Open Source: From Alternative to Prime Time
“Open source is something that’s been out there for a long time, said Rackspace CTO John Engates. “A lot of times it was the alternative. The CIO would choose enterprise technology, but there was always a sort of rebellious developer thing. Open Source has flipped to where it’s leading the way. Rackspace never believed we’d be able to run our entire technology on open source.
“You won’t be looking to a specific vendor for your roadmap,” Engates cointinued. “This won’t happen over night for enterprises. I think it’s DevOps that really drives this change. The developer didn’t have as much clout in the old days. They are now the much larger influencers of the technology decision. Sometimes it’s just the developer doing his thing with open source software – without an RFP. The developer prototypes the whole thing.

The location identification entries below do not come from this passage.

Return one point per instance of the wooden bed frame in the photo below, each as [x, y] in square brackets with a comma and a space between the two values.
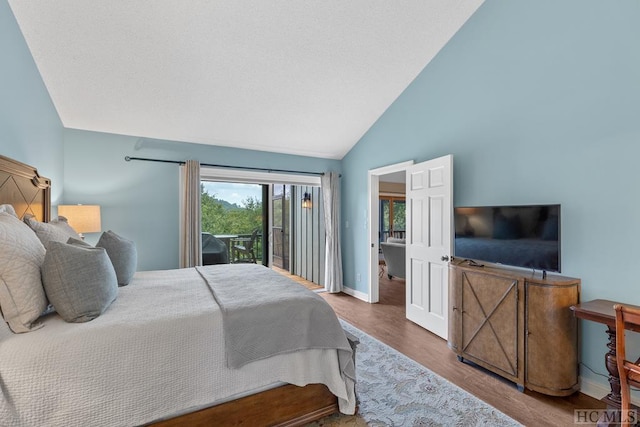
[287, 405]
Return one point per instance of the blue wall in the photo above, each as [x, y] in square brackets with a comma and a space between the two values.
[30, 129]
[539, 102]
[140, 200]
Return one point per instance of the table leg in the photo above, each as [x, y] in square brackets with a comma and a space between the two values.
[612, 398]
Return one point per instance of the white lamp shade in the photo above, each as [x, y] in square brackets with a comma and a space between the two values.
[82, 218]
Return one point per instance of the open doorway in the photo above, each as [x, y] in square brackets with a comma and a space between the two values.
[396, 176]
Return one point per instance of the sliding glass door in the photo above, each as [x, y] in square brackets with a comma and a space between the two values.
[280, 230]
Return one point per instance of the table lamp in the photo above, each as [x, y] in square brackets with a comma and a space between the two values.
[82, 218]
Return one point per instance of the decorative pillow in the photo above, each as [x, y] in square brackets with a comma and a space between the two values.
[8, 209]
[123, 254]
[58, 230]
[79, 281]
[22, 298]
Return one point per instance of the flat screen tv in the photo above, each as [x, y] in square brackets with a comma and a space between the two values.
[519, 236]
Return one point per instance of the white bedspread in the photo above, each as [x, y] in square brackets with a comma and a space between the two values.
[157, 351]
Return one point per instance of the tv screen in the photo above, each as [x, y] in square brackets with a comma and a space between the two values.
[519, 236]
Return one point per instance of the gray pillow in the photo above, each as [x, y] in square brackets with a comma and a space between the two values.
[123, 254]
[79, 281]
[22, 298]
[58, 230]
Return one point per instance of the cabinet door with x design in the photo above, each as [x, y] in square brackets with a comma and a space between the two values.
[516, 325]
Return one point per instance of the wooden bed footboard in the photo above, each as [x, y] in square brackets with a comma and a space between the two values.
[287, 405]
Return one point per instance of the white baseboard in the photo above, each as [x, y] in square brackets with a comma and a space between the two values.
[356, 294]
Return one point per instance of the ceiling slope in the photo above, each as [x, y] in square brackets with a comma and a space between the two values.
[297, 77]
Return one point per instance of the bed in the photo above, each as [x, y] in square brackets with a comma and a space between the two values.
[160, 353]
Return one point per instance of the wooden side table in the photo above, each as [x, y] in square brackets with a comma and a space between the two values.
[601, 311]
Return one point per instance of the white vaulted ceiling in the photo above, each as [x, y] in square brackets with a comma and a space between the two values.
[299, 77]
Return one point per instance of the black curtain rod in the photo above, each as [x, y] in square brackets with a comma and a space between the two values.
[181, 162]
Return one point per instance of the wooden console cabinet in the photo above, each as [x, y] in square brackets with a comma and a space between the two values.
[516, 324]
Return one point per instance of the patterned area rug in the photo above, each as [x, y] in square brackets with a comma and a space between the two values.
[394, 390]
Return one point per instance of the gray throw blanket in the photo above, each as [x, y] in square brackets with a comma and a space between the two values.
[265, 314]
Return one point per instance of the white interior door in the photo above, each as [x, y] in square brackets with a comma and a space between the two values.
[429, 220]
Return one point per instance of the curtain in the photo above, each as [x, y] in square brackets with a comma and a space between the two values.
[330, 183]
[190, 235]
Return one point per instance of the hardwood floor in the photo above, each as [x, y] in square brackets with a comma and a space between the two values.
[386, 321]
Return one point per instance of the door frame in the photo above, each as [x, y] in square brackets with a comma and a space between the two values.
[374, 223]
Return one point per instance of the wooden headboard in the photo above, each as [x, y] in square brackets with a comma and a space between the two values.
[22, 187]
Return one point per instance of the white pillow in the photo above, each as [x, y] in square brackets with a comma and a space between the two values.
[22, 297]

“The scale of things has driven people to open source. License fees for many, many users doesn’t make sense. Nobody wants to pay a license fee every time you spin up a cloud server. With web, mobile and social, people will make proprietary the fall back. The emergence of software as a service adds to this – you’re renting, reducing your dependence on some of the historic software vendors. In the old days, nobody could imagine not having Microsoft, Oracle, SAP, but every company is starting to see the opportunity. It’s losing its stranglehold on IT. A lot of SaaS companies see that as the way to build their infrastructure.”
From Public or Private, to Public AND Private
Both public and private cloud models will take root; they are complementary, not competitive. “We also see the private-or-public cloud debate of yesteryear shifting to the private-AND-public cloud debate where enterprises are benefiting from the security and reliability of the private cloud while harnessing the scalability and flexibility power of the public cloud,” said Equinix. “In fact, Gartner recently advised enterprises to design private cloud services with a hybrid future in mind and make sure future integration and interoperability are possible. We couldn’t agree more.”
“We feel so confident about the demand for hybrid computing, and specifically within the world of hybrid, calling it a prediction is taking it the easy way out,” said Peer 1′s Miggins. “We have heard demand for hybrid computing and the requests have intensified over the last 12 months.”
Container technology is an easy way to spin applications up and down in a more efficient way. Rackspace recently acquired a company called ZeroVM, which has Container technology. Docker is another player.
Rackspace CTO John Engates said if he cut put his hat on one prediction, it’d be this one: Containers will take off and be used heavily in production. “We’re getting a lot of interest. Every customer is talking about it, playing with it,” said Engates.
Containers simplify the deployment and management of cloud applications. The next big thing is containerizing and virtualizing the application, not just the machine. It makes things smaller, lighter and faster. It isolates each individual user in a separate container, and it makes the development experience better
Cloud: The Birthplace of Value-Added Services
“Expect more MSPs and VARs to add cloud Backup-as-a-Service and DR-as-a-Service to their lineup of offerings as a way to bring more value to their customers,” said Janae Stow Lee, senior vice president, Filesystem and Archive at Quantum. “Major storage companies will play a key supporting role in providing the underlying technologies as part of a broader effort to compete with cloud leaders such as Amazon.”